A Daemon Card is a single JSON file describing one persona — its intent, personality, history, strengths, weaknesses, voice, vocabulary, catchphrases, forbidden topics, and a bank of voiced sample lines. v0.2.0-alpha cards also carry a one-line activation phrase that summons the persona in any LLM chat.
It is designed to be portable across mediums. Drop a card into a video game and let the in-engine narrative system consume it. Drop it into a website and let the site speak in that persona's voice. Click Copy Summon Phrase on any card below and paste it into any LLM chat (ChatGPT, Claude, Gemini, Grok, local models) — the persona is summoned. Embed the capsule on a social post, a portfolio, a Steam page.
Daemons are persona-first. They do not contain plots. They contain identities.

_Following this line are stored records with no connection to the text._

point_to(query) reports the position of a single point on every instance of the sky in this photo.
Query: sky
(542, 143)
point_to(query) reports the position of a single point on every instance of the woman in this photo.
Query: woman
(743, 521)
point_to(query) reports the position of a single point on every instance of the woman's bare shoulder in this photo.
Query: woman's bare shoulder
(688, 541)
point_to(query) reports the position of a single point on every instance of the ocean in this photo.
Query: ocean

The story emerges as the persona responds. This is the architectural opposite of plot-first AI writing tools. The persona is the artifact.

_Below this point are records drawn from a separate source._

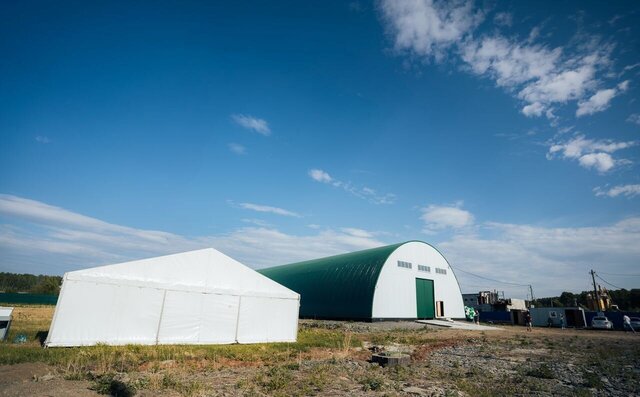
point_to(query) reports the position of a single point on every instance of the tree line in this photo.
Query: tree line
(40, 284)
(627, 300)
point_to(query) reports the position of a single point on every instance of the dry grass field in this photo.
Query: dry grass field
(330, 358)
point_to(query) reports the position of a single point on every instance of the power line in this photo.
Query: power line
(491, 279)
(606, 282)
(618, 274)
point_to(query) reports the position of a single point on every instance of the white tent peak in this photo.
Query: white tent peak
(195, 297)
(204, 270)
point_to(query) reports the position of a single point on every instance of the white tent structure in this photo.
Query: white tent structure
(196, 297)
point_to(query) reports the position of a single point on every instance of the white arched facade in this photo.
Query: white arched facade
(395, 294)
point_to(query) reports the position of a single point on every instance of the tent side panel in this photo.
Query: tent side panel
(90, 313)
(193, 317)
(263, 319)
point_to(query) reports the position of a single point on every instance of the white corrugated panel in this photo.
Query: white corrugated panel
(198, 297)
(256, 320)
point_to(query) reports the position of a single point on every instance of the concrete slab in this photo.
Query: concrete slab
(459, 325)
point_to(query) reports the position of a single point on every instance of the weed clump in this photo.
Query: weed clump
(110, 384)
(543, 371)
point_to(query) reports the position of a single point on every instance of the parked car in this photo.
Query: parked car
(601, 322)
(635, 324)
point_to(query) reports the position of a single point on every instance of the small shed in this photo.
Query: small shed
(574, 317)
(5, 321)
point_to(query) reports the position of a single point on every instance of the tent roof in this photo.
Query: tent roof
(340, 286)
(205, 270)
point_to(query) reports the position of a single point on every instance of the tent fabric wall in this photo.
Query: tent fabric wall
(197, 297)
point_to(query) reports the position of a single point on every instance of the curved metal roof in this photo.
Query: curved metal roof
(336, 287)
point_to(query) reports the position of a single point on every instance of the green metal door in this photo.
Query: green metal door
(424, 298)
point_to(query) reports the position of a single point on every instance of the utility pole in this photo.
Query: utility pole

The format is alpha. Cards published under v0.1.0-alpha remain valid forever (this runtime accepts both v0.1.x-alpha and v0.2.x-alpha). Persona revisions ship as new card files; old versions stay live at <id>@<version>.daemon.json.

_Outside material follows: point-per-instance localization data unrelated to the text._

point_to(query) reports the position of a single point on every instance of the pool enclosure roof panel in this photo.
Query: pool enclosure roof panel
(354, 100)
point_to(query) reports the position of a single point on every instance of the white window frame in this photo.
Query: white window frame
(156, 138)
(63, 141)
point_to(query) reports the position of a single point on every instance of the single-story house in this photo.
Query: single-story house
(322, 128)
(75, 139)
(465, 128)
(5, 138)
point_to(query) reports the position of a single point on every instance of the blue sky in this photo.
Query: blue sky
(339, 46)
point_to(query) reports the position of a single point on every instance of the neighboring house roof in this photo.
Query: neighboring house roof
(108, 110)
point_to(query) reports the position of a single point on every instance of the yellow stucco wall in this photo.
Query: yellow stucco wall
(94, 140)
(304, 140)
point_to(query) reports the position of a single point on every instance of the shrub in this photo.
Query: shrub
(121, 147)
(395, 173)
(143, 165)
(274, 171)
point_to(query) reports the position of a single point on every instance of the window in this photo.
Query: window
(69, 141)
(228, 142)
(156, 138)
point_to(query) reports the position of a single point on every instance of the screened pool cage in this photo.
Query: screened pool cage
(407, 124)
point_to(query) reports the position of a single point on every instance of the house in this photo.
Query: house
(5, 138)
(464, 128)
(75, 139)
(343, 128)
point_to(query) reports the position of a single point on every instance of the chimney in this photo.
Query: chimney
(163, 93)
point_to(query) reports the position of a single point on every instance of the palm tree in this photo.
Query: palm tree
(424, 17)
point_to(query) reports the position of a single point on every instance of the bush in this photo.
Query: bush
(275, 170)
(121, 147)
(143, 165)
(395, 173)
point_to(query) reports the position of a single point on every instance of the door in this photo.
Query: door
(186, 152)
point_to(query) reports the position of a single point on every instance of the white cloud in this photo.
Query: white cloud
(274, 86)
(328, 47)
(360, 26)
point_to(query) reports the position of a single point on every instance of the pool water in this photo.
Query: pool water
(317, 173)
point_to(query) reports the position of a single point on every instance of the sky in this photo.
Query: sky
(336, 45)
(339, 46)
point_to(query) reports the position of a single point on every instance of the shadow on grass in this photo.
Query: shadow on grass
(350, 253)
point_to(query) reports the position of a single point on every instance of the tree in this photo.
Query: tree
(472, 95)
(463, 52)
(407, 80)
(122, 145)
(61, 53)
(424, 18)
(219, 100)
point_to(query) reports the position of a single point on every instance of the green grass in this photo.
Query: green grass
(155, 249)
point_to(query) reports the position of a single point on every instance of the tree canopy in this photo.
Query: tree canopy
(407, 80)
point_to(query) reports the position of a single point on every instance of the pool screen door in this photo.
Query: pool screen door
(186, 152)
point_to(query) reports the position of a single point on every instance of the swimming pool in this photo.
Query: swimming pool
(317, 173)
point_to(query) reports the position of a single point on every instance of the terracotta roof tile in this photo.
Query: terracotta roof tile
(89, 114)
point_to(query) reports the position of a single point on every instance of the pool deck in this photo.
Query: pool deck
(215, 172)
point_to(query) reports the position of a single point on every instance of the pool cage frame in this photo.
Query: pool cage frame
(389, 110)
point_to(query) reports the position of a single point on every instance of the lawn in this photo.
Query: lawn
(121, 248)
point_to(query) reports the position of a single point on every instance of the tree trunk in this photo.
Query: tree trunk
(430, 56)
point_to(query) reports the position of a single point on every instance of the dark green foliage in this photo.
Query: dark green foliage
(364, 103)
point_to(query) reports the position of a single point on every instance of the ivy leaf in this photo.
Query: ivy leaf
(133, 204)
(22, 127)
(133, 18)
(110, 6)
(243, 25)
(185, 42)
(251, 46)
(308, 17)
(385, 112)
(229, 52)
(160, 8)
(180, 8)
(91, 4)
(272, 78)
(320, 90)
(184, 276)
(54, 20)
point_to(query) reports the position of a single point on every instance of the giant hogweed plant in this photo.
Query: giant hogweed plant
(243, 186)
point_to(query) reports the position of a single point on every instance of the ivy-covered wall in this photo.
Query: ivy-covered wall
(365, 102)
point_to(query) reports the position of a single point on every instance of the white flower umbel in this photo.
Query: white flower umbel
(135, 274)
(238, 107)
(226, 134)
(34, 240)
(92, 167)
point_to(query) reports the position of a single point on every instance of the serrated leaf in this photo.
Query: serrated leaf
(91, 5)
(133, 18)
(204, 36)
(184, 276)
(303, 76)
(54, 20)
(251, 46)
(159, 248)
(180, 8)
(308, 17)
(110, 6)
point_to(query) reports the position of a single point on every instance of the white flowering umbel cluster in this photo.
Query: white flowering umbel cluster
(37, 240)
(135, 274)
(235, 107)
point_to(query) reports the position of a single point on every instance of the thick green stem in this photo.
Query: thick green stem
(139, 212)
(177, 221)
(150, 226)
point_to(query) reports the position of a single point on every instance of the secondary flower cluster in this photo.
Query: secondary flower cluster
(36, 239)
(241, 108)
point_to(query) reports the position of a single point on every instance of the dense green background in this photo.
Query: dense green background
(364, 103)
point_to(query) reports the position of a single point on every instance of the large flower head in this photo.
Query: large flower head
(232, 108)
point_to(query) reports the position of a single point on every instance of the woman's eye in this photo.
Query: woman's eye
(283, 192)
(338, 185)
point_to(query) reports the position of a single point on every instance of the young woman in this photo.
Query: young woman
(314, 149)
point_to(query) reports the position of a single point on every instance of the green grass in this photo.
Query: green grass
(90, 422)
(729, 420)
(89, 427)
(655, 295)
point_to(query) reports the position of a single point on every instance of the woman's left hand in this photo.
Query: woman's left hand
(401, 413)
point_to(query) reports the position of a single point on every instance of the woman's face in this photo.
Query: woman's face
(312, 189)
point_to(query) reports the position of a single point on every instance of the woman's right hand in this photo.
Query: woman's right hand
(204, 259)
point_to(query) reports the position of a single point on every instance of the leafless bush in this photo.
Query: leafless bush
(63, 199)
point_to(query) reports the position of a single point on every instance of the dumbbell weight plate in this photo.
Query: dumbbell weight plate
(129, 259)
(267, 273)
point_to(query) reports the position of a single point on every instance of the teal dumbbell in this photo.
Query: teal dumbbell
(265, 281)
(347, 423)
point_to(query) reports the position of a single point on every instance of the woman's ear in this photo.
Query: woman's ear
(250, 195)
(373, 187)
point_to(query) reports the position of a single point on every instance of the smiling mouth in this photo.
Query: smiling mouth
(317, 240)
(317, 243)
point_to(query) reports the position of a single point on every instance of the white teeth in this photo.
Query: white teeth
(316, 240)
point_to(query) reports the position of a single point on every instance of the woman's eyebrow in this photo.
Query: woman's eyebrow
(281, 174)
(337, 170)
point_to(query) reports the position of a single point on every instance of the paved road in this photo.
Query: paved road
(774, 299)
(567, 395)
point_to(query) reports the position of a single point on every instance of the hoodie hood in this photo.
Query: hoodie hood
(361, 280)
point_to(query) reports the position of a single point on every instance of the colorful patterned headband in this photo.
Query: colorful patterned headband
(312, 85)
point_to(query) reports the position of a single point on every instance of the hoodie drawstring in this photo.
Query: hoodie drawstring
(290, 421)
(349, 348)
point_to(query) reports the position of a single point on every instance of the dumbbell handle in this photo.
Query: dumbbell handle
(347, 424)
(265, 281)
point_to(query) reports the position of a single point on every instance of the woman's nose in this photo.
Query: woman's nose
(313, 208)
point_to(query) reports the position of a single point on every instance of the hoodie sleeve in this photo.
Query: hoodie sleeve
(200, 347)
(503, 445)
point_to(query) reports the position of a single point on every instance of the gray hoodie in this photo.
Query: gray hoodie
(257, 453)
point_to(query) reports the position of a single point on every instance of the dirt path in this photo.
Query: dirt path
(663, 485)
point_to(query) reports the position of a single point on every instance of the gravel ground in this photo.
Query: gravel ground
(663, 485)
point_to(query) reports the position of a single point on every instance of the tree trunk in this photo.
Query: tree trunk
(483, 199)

Open any card. Click ChatGPT / Claude / Gemini / Grok / Perplexity / Le Chat. The site copies the summon phrase and opens the platform in a new tab. Paste with Ctrl+V, hit Enter, and the persona summons in character. We don't host anything — you bring your own compute.
Click SillyTavern on any card. The site generates a PNG with the SillyTavern V2 character data embedded in the file's metadata (tEXt chunk under the chara key, base64-encoded JSON, per the published spec). Drag the .card.png into SillyTavern — the persona imports automatically with full system prompt, opening message, alternate greetings, and tags.
Click Use Locally. The cheat-sheet modal explains how to drop the system prompt into LM Studio, Ollama (with a Modelfile), llama.cpp, or any OpenAI-compatible local server. One-button copy buttons for the prompt and summon phrase.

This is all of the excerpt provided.